After MAS returned to power with Arce’s 2020 election, the party began prosecuting coup leaders for human rights violations, terrorism, and corruption during the short-lived regime. In 2021, free from threat of prosecution by the Áñez government, one of the election officials involved in the TREP delay condemned the OAS’s handling of the audit and initial refutation of election results.
The State Department report cites the resignation of this official, vice president of Bolivia’s electoral board Antonio Costas, as another reason to doubt the election results. But Costas has said he resigned due to the overwhelming evidence that Morales’s jump in the polls was legitimate, telling a Bolivian outlet: “The reason why I resigned was because the TREP was interrupted and I said at the time that I did not find any situation that calls attention after the verification that I did. I also stated this to the Observation Mission that I met with two days after my resignation. … I told them: “Look, here is the analysis of almost 14,000 tally sheets, comparing the TREP and the calculation, and I don’t find any big differences that could be relevant.”
A peer-reviewed study in the American Journal of Politics examining the Bolivian election disproved the same claim of election tampering made by Trump during the 2020 presidential elections: namely, that shifts in late-counted votes, like what occurred in Pennsylvania, are a legitimate basis for accusations of fraud and vote manipulation.
While Biden has diligently condemned accusations of election stealing in the U.S., in the case of Bolivia, his administration seems less keen on applying the same standard abroad.
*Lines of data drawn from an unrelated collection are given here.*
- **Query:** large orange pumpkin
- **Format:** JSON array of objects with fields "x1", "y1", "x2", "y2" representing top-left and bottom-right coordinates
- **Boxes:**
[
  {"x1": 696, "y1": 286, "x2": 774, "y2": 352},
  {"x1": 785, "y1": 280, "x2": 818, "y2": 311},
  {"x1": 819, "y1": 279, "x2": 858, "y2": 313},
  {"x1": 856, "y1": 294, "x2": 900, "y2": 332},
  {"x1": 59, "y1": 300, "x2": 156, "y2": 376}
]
“When late-counted votes delivered a narrow victory for the incumbent, fraud accusations followed — with dramatic political consequences. But we find that the vote-share trend can be explained without invoking fraud and that the allegedly suspicious shift in late-counted votes was actually an artifact of methodological and coding errors on the part of electoral observers,” the study states. And while Biden has diligently condemned accusations of election stealing in the United States, in the case of Bolivia, his administration seems less keen on applying the same standard abroad.
“For decades, the U.S. has understood the OAS as a primary instrument for the maintenance of the Monroe Doctrine,” said Adler. “Morales had been an opponent not just of U.S. domination of Bolivia but of the hemisphere at large, and these questions of fraud and interference in the 2019 election were fertile ground for an OAS-backed political intervention, and so the stars aligned for the U.S. to mobilize.”